前述の通り、こういった傾向は西洋音楽には見られず、また違う印象持たせる要素がいくつかあります。
たとえば、西洋音楽で使われる楽器を使っていない点。
ボーカルの声のトーンも、西洋音楽におけるボーカルとはまた違います。
西洋音楽は通常、よりよい音のクオリティを作るためにビブラートをよく使う傾向があります。
一方インド音楽のボーカルでは、ビブラートなしで音色をコントロールすることが多いです(Part5でもご紹介した通り、装飾音は多用されます)。
インド音楽のリスナーは、ラーガのチューニングの巧みさを隠すサウンドではなく、ラーガにおいて不可欠である複雑な装飾音などを邪魔しないクリーンで透き通ったサウンドが大切だと考えています。
またボーカルだけでなく、楽器も同様です。
インド音楽では楽器の微妙なチューニングや装飾音を重視するので、インドの楽器を演奏する場合は、ビブラートをほぼ使わない・もしくは全く使わないのが一般的です。
ソロの使い方
インド音楽では、ボーカルによるソロ・ソリストの使用はとてもよく使われます。
一方、西洋音楽では楽器によるソロがよく見られます。
インドのメロディー楽器
インド音楽の場合、メロディー楽器の多くは弦楽器で、代表的なのはシタールです。
シタールは、他のラーガにチューニングを変更できるよう、可動のフレットがついています。
その他にも、スルバハール(Surbahar)といういわゆる「ベースシタール」という楽器や、サロード(Sarod)というフレットなしの楽器もあります。
シタールやサロードはリュート系の撥弦楽器です。
ヴィーナ(Vina)はツィター系の楽器で、ひょうたん型の共鳴器がついています。
これらの楽器の多くは、その楽器の一部の弦だけがメロディーを弾き、その他の弦はメロディー以外を弾くために使います。
メロディー用の弦以外では、ドローンやリズムを弾いたり、他の弦が鳴った時に共振させるためにわざと弾かないなどの使い方があります。
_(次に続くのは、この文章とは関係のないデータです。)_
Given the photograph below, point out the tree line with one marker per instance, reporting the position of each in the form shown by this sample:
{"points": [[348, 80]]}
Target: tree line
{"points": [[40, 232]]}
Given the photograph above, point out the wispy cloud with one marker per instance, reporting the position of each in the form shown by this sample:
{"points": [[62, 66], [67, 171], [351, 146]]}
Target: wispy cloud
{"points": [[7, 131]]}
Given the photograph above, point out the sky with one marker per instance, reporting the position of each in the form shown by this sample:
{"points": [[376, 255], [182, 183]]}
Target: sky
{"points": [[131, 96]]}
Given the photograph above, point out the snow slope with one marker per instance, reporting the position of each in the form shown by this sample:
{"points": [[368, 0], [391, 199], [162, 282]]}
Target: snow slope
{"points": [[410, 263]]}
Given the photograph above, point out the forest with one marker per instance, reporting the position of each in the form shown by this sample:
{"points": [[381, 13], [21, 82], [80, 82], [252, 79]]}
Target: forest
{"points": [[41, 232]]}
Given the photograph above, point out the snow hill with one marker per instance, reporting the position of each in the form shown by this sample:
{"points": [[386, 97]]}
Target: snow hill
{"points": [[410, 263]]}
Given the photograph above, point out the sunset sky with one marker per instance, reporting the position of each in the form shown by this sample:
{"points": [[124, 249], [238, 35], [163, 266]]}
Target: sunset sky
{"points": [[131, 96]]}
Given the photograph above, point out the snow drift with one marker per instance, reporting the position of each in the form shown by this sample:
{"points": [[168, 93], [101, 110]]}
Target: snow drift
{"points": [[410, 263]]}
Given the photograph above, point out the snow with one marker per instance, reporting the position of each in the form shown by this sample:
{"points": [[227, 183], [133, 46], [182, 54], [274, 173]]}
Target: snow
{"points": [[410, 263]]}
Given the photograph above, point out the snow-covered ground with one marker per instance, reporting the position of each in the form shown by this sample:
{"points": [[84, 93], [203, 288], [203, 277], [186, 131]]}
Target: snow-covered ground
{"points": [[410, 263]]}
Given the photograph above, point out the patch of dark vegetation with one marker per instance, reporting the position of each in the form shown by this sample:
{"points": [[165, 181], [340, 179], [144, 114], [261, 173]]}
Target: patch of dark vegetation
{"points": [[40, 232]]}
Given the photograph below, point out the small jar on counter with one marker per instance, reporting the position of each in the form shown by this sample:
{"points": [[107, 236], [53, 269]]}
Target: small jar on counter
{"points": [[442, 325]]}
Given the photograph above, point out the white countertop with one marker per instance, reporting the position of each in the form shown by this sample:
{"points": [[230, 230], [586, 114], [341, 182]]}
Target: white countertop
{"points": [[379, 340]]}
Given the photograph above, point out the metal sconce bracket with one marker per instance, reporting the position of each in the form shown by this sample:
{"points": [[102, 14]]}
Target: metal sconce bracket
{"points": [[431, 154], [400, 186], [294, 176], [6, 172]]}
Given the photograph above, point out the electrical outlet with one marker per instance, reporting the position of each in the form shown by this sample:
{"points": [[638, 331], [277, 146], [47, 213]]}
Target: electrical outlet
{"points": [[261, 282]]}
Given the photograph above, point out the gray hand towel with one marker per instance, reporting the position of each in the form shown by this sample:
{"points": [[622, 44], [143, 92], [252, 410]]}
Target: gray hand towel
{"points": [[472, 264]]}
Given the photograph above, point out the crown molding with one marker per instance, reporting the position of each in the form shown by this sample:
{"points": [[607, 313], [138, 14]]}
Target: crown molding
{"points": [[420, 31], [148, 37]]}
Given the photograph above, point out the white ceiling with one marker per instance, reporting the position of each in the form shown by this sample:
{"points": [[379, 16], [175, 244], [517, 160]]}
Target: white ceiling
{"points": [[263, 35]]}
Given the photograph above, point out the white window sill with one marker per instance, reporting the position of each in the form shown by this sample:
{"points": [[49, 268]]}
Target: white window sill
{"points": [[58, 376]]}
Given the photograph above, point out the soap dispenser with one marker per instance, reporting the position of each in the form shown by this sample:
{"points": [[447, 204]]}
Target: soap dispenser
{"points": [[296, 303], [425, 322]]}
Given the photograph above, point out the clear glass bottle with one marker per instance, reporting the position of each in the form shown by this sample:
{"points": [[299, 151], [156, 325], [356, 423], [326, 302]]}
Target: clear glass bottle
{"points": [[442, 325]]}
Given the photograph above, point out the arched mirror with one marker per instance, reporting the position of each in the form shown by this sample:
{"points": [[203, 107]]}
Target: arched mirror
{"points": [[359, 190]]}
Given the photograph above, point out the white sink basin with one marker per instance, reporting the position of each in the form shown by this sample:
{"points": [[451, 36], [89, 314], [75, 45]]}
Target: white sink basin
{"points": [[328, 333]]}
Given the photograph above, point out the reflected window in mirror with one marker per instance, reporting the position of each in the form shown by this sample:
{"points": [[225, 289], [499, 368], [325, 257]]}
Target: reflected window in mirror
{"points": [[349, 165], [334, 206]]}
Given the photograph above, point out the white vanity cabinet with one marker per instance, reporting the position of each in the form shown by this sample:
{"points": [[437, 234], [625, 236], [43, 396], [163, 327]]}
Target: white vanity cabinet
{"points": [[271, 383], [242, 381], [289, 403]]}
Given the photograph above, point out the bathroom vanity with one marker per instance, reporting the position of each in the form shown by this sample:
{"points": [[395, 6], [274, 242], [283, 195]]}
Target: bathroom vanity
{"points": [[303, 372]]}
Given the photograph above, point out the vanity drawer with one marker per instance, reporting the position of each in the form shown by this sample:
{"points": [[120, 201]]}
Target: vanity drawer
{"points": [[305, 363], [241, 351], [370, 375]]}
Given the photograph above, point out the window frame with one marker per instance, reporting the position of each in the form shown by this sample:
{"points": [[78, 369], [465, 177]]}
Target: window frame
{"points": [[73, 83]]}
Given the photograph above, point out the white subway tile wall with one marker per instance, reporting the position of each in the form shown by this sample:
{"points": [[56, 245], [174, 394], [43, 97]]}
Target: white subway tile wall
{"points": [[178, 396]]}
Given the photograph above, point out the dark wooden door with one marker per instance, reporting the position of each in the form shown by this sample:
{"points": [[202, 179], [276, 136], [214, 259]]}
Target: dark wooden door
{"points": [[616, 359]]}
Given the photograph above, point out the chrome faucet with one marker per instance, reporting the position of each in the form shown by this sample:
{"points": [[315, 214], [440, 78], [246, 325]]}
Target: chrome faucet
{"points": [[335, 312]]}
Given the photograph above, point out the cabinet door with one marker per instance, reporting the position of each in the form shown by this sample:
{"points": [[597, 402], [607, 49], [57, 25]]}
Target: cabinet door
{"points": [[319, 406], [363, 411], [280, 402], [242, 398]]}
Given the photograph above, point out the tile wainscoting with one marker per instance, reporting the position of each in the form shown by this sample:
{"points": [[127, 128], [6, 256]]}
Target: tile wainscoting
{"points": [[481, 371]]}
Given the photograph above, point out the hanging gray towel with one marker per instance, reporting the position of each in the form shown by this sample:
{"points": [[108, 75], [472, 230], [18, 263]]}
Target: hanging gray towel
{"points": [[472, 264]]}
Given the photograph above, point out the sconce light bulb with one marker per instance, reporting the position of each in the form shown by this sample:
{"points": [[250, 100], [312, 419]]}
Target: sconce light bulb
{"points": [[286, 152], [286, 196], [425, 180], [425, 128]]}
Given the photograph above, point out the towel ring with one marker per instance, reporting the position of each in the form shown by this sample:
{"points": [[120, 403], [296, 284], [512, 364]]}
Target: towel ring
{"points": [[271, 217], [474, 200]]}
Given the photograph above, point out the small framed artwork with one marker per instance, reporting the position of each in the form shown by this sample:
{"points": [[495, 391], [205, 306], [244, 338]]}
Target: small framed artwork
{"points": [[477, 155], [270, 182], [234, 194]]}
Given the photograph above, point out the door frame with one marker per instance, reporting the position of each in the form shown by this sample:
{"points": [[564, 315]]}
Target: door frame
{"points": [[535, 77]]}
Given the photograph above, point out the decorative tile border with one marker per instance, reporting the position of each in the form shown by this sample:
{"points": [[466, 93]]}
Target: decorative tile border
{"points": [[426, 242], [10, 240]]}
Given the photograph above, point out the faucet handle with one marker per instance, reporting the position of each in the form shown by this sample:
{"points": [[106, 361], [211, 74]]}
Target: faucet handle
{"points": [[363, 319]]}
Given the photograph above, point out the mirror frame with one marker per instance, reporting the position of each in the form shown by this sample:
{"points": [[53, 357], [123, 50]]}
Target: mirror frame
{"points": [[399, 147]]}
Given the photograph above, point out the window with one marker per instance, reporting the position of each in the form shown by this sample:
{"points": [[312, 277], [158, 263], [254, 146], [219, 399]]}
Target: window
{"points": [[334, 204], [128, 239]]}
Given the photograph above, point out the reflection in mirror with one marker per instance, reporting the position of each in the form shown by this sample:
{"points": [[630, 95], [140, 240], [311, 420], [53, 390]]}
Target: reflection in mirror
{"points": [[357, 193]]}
こういった楽器の使い方により、インド音楽独自の「ジリジリとした弦楽器の音」が作れるのです。
ソロの弦楽器としてはあまり使われませんが、その他にもバンブーフルート(バンスリやヴェーヌ、Bansuri, Venu)などが使われます。
西洋音楽の楽器では、特にバイオリンがよく使われます。
インドのリズム楽器
リズム伴奏楽器として一般的に使われるのはタブラ(Tabla)です。
小さな2つの太鼓で、手で叩いて演奏します。
タブラは楽器の横にあるくさび(ウェッジ)を叩いて、ラーガに沿ったチューニングを行います。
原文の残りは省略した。